Когда башня была наконец закончена, Левач, поставив флюгер в виде петуха, поднялся наверх с чашей вина в руке, чтобы освятить постройку и взглянуть на город. Но города в бездне под ним не оказалось. Башня пробила своей верхушкой облака, и с нее ничего на земле не было видно. Здесь царила тишина, словно стоячая вода, которую лишь изредка нарушали из глубины под ней лай собак или стук топора… С земли тоже не были видны ни верхушка башни, ни флюгер-петух, который должен был показывать горожанам погоду и направление ветра. Левач сошел вниз в смятении и испуге, а народ, собравшийся под башней, смотрел в недоступную высоту, где она скрывалась в глуши неба, а потом разошелся со словами, что еще неизвестно, что Левач там такое в облаках построил. Один лишь Шишман Гак подошел к нему, стиснул руку и пробормотал:
«Как по-твоему, можно ли настоящую звезду открыть по ошибочным расчетам, а несуществующую — по точным?»
Но мучения Левача на этом не кончились. С весны, когда настала солнечная погода и глаза за зрение не платят, обе башни одновременно открылись жителям города, сверкая на солнце с одной стороны и несколько темнея с другой. И тогда выяснилось, что петухи на них показывают разную погоду. На меньшей башне Сандаля петух непрерывно вертелся и каждую минуту указывал новый ветер, чувствовал его малейшее дуновение и перемену. Петух на большой башне Левача показывал какую-то другую, свою погоду, очевидно, связанную с безмерным пространством, видным оттуда, и с ураганами, которые внизу, на земле, не дуют.

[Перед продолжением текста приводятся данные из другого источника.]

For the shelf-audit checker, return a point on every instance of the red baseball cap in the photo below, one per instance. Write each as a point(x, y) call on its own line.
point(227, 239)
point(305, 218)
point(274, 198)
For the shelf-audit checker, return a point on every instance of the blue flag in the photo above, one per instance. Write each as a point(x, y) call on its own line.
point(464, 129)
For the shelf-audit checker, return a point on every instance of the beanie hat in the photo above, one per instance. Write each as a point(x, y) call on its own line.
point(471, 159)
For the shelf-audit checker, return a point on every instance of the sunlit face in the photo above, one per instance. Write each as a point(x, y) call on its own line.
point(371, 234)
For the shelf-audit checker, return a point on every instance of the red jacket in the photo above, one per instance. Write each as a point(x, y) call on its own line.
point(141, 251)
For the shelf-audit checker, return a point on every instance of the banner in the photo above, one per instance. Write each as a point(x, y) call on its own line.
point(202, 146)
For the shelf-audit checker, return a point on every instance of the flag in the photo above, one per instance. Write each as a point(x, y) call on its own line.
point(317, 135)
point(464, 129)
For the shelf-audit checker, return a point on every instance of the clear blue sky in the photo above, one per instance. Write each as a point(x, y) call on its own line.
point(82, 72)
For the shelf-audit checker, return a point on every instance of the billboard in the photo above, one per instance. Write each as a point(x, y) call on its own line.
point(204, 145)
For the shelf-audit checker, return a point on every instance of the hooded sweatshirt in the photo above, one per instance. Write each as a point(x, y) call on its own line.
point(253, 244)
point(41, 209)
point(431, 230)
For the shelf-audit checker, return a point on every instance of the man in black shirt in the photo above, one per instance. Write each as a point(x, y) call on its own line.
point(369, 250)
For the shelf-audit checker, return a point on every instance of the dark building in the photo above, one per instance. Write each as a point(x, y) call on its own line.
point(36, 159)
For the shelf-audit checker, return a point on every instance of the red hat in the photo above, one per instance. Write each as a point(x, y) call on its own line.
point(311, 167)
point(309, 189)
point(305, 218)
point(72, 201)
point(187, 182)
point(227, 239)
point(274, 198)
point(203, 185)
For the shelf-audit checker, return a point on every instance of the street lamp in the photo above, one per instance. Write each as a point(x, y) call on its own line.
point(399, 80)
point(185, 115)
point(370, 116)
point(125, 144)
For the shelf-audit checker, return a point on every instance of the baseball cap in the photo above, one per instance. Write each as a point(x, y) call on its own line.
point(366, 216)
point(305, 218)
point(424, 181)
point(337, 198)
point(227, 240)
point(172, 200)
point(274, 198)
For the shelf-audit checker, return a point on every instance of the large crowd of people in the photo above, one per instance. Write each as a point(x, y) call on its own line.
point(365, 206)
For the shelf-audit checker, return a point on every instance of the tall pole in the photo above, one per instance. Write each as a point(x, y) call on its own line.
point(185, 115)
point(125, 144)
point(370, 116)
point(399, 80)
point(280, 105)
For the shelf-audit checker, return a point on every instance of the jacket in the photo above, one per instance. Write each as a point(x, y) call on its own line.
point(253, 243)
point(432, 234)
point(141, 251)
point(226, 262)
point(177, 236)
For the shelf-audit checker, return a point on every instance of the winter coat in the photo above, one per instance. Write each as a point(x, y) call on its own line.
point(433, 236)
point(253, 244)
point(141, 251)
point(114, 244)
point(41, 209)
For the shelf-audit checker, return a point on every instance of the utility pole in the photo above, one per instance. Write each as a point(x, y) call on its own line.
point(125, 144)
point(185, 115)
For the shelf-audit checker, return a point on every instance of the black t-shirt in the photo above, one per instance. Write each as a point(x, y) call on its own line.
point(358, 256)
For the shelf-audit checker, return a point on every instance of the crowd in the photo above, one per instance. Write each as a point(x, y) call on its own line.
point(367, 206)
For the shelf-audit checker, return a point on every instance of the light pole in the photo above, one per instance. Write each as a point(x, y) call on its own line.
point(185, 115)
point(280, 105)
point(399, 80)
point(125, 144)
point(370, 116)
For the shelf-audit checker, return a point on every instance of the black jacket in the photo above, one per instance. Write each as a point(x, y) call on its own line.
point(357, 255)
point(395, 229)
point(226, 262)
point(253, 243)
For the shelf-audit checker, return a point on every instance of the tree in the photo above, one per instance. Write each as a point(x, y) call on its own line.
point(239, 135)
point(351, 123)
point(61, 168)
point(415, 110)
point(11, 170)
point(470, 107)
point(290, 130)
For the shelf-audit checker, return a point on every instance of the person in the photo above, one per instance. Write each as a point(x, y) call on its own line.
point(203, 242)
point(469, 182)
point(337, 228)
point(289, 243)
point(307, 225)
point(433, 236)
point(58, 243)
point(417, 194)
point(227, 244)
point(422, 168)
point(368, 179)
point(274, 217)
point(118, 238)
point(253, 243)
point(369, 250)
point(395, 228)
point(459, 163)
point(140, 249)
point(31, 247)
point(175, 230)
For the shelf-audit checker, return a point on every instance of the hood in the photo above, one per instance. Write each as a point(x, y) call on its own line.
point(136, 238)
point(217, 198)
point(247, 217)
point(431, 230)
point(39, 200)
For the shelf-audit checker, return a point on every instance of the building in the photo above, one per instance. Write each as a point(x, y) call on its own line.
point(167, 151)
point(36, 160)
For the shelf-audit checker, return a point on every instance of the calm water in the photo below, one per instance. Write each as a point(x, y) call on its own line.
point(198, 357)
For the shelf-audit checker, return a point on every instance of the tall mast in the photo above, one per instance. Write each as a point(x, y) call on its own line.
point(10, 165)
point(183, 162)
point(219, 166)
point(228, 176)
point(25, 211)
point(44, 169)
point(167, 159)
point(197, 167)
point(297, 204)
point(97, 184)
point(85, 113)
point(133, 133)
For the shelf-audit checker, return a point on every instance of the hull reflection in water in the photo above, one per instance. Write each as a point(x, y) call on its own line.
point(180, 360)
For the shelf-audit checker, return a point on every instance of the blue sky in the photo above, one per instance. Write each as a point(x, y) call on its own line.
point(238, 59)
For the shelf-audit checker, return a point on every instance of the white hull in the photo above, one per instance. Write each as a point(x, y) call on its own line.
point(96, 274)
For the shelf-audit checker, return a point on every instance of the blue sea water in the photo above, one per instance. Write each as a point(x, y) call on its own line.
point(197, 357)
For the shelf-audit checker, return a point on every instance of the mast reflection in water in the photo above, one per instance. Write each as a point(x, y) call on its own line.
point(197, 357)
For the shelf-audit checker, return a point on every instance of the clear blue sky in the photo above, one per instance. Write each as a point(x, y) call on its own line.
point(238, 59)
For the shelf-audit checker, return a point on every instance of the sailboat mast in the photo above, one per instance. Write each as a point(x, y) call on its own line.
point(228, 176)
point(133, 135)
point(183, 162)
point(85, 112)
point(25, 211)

«На такой высоте ничего толком не видно, — говорили одни. — Нечего и зрение напрягать». «Зачем нам два петуха?» — спрашивали другие и предлагали укоротить башню Левача и сравнять ее с северной башней Сандаля Красимирича, чтобы и она служила повседневным нуждам горожан. А когда башни вырезали на медной пластине с изображением города, чтобы печатать с нее карты, гравер, ученик того самого русского, изобразил башню Левача меньше, а башню Сандаля (который и поручил ему эту работу) — больше, чем они были на самом деле, и в таком виде они появились на подносе, с которого все это и прочитано.
* * *
Когда рассказ был закончен, Дед-ага Очуз, находившийся уже на другом краю своей бороды, казалось, тоже завершил свои поиски.
— Теперь мы знаем, откуда следует входить в город, — сказал он сосредоточенно и вдруг повернулся к человеку перед собой: — Единственное, чего мы не знаем, — откуда ты знаешь все то, что рассказал. Не выдумал ли ты всю историю? Не может все это находиться на одном подносе, словно гора лепешек…

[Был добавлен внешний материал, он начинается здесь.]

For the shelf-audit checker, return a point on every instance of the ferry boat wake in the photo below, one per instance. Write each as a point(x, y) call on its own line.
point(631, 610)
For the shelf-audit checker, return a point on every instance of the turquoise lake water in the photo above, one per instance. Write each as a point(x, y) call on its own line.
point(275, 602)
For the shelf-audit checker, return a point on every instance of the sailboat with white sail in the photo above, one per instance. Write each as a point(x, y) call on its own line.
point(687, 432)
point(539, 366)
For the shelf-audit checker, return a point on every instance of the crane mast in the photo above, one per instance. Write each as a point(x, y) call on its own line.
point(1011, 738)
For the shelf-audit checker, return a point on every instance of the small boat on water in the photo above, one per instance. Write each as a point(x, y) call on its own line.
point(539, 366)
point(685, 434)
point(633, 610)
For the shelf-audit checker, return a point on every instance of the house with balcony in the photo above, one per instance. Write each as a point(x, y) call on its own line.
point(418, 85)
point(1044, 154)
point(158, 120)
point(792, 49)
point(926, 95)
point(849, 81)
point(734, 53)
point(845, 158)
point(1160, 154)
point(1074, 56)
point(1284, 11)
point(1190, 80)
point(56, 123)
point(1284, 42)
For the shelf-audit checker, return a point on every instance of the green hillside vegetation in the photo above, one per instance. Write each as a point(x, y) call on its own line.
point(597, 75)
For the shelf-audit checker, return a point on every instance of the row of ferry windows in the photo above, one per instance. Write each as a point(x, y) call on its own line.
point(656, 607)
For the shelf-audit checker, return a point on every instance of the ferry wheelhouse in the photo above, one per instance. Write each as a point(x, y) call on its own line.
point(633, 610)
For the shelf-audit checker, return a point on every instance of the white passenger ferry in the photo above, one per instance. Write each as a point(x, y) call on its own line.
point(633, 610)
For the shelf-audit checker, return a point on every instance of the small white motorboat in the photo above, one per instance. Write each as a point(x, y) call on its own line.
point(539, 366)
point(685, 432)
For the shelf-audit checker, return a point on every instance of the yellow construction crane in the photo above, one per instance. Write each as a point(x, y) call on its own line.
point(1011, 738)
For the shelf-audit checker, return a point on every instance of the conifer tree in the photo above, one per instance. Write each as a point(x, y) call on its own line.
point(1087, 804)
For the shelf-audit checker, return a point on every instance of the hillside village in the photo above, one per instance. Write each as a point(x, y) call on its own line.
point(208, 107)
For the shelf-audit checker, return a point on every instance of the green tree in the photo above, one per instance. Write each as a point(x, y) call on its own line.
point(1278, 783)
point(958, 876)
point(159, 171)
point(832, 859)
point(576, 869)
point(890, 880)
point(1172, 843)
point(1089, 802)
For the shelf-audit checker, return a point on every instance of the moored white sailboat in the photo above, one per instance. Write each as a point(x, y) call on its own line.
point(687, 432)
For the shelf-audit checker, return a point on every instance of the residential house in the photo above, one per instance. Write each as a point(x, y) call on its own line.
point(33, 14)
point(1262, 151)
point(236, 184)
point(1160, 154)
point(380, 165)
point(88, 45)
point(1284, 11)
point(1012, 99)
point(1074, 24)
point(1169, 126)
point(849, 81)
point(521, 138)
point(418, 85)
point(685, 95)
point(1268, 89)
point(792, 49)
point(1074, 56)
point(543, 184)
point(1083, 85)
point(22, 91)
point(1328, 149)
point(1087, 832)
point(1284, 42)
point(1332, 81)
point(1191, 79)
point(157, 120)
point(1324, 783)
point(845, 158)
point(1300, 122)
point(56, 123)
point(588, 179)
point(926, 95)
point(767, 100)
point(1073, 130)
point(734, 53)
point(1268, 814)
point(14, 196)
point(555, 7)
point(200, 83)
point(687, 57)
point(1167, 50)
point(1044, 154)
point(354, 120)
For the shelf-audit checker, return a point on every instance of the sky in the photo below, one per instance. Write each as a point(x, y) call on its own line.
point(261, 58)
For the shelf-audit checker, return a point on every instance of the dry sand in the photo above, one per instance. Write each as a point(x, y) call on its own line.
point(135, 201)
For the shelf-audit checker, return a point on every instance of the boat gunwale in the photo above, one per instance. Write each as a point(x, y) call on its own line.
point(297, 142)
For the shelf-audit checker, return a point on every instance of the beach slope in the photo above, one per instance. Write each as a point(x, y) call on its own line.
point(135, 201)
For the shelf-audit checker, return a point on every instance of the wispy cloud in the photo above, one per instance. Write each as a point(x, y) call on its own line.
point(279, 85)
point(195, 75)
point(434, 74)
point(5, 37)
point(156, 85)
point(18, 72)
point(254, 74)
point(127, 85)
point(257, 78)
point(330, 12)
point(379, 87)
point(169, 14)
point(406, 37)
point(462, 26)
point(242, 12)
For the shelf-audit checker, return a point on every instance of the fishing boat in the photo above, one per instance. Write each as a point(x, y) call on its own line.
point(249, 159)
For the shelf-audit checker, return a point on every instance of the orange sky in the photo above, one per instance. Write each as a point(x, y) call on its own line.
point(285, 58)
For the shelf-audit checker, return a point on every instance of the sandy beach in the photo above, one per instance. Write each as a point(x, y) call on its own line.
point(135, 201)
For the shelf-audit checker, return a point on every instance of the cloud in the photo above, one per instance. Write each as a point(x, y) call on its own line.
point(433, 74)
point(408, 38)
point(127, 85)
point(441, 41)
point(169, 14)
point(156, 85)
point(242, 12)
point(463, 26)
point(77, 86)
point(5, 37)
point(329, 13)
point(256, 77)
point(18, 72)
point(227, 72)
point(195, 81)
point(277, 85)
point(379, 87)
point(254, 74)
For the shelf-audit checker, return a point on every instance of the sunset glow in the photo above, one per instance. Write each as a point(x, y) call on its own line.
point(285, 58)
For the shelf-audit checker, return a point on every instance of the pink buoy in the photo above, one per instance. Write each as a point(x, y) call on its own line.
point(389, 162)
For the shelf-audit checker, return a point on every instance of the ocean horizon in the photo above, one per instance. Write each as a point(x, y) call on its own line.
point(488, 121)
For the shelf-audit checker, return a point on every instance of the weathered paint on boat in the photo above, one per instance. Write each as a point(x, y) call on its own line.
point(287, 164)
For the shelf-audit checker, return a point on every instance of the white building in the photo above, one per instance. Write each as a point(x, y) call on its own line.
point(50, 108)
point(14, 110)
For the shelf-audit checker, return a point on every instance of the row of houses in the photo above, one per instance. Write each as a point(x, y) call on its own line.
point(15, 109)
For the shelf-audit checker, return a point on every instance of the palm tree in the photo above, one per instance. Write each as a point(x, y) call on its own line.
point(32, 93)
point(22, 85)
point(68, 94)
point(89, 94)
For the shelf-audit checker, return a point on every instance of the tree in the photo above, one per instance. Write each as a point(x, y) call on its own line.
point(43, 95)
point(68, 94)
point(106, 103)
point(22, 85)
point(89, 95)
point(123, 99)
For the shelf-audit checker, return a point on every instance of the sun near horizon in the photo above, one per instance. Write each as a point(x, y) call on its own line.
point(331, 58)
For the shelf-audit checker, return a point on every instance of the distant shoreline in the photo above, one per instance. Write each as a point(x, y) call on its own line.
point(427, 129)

— Еще бы я не знал, — ответил незнакомец. — Кольцо в носу не спрячешь. Я — один из тех двоих, что строили Савские ворота…
III
На следующий день, когда турецкие войска вошли в Белград, Дед-ага Очуз одним из первых прорвался через ворота на Саве, торопясь как можно быстрее достичь церкви.

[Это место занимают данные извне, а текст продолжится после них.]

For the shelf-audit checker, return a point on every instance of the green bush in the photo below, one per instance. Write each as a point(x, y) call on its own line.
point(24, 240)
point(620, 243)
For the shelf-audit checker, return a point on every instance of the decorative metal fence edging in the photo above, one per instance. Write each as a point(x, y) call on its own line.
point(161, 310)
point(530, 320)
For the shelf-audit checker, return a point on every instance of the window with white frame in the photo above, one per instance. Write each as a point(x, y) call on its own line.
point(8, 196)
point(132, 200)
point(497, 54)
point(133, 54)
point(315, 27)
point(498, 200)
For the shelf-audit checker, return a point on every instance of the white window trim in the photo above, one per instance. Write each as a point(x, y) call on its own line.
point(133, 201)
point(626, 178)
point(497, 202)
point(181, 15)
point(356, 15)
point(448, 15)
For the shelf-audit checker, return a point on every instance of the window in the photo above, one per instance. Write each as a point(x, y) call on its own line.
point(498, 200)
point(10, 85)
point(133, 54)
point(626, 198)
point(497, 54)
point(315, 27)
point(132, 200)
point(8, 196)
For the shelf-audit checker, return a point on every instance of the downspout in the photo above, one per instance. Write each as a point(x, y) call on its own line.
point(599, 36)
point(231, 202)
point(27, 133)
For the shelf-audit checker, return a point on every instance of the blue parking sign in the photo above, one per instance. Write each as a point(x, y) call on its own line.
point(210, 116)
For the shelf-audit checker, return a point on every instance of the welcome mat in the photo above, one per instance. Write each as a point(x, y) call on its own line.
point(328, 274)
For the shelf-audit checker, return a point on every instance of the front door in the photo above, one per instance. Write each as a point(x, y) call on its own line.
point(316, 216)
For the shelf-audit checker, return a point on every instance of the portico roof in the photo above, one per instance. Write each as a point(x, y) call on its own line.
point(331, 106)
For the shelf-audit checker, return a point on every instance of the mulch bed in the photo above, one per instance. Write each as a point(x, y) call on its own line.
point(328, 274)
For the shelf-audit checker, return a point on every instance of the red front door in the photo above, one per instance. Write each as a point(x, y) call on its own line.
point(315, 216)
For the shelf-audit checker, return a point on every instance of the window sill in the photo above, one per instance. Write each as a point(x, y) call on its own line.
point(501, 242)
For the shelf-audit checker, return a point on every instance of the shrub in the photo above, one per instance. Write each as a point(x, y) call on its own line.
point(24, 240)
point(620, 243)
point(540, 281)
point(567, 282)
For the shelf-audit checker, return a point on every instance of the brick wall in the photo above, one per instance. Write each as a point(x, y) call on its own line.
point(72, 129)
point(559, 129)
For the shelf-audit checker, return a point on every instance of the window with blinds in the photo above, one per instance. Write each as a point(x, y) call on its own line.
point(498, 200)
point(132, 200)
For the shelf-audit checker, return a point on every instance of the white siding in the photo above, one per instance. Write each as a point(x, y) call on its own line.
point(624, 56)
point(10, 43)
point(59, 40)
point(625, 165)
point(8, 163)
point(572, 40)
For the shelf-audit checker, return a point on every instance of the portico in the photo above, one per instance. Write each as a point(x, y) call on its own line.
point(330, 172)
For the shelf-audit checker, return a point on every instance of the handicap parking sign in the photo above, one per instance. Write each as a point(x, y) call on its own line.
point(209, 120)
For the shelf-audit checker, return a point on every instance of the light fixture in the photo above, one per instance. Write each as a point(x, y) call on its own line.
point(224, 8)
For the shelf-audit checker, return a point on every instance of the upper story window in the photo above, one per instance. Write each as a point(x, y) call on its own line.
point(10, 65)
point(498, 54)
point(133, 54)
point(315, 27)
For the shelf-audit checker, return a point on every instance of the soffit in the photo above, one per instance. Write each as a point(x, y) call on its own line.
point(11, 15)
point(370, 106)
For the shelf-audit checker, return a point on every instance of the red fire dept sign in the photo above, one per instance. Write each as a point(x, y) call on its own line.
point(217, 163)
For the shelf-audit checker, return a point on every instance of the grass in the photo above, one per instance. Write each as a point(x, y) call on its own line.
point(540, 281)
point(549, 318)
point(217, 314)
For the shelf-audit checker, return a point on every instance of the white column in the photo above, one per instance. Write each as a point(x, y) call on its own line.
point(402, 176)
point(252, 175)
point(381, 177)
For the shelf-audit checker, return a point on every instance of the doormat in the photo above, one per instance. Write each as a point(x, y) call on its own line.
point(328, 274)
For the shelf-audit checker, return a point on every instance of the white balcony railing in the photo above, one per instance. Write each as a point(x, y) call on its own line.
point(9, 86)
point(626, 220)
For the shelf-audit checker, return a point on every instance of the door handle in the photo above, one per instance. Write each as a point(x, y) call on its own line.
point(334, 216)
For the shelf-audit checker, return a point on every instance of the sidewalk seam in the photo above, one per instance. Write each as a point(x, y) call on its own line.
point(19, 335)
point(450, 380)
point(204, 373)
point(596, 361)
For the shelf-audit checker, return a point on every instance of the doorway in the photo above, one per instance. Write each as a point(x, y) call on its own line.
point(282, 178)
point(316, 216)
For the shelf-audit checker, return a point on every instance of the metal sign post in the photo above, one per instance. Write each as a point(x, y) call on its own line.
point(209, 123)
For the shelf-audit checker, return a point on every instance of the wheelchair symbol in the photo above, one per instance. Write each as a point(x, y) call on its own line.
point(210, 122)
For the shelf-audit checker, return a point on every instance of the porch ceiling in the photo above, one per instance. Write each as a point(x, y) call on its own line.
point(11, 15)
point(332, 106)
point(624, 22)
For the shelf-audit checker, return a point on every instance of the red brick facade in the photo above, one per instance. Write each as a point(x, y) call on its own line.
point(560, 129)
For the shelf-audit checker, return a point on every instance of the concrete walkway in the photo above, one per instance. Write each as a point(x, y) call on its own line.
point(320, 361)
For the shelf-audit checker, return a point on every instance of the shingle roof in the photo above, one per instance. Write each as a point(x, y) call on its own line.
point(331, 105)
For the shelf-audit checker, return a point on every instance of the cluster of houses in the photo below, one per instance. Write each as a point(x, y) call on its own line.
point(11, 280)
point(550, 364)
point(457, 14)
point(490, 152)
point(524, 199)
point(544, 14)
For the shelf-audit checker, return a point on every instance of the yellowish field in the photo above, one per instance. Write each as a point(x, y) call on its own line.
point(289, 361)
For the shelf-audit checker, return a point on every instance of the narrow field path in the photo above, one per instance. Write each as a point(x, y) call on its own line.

— Каждый свою смерть таскает с собой до удобного случая, — думал он и на полном скаку, боясь, чтобы его не опередили, метнул копье в замочную скважину, и оно, как ключ, пронзило дверь храма, открыв со скрипом двери Ружицы. И пока окружавшие церковь солдаты раскладывали вокруг нее огонь, Дед-ага Очуз, не покидая седла, соскабливал саблей глаза на чудотворной иконе Богородицы и прямо с лезвия слизывал целебную краску, кровавя себе язык и ожидая чуда, которое вернет ему зрение. В эту минуту башни у Савских ворот взлетели на воздух. Говорят, что за миг до взрыва петухи на них показали один и тот же ветер. В первый и последний раз.
Богомильская история
(перевод Д. Стукалина)
Богомилы верили, что в день Страшного Суда все зеркала засияют под покрывалами, так что и отражения грешников не избегут наказания. Прирожденная способность зеркал действовать постоянно не будет, однако, упразднена. Они, как говорят, продолжат свое дело, измененные настолько, что в день, когда зацветает вода, слепые зеркала станут вторить звукам вместо изображений. Раздающиеся в них крики осужденных — единственное, что спасется от всеобщей гибели…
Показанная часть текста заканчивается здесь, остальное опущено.